A woman walks past a building damaged by rocket attacks in the eastern Donbas region of Bakhmut, Ukraine, November 1. (Photo: Clodagh Kilcoyne/Reuters)
The Ukrainian military said Russian forces continued to launch artillery and rocket attacks across the front, which stretches from Kharkiv in the north to Zaporozhye in the south. In total, he said, from this Sunday to Monday night, more than 50 settlements were attacked.
In the east: Parts of the Donetsk region were the hardest hit, with Soledar, Vuhledar and Bakhmut districts under fire. Ukrainian forces still hold Bakhmut, but along with settlements to the east and south, it is under daily attack.
The General Staff of the Ukrainian Armed Forces also reported heavy shelling of areas west of the city of Donetsk that have been contested for several months.

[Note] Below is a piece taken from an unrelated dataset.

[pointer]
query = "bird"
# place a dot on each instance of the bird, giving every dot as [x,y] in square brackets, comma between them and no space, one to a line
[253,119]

He said the Russians were continuing to bomb the recently liberated parts of Kharkiv and Luhansk, where Ukrainian forces are advancing on Russian supply routes. Several settlements in the Kharkiv region near the Russian border were also shelled, he said.
Further south, Ukraine appears to have fired long-range missiles at Russian military headquarters in the town of Volnovakha in the Donetsk region.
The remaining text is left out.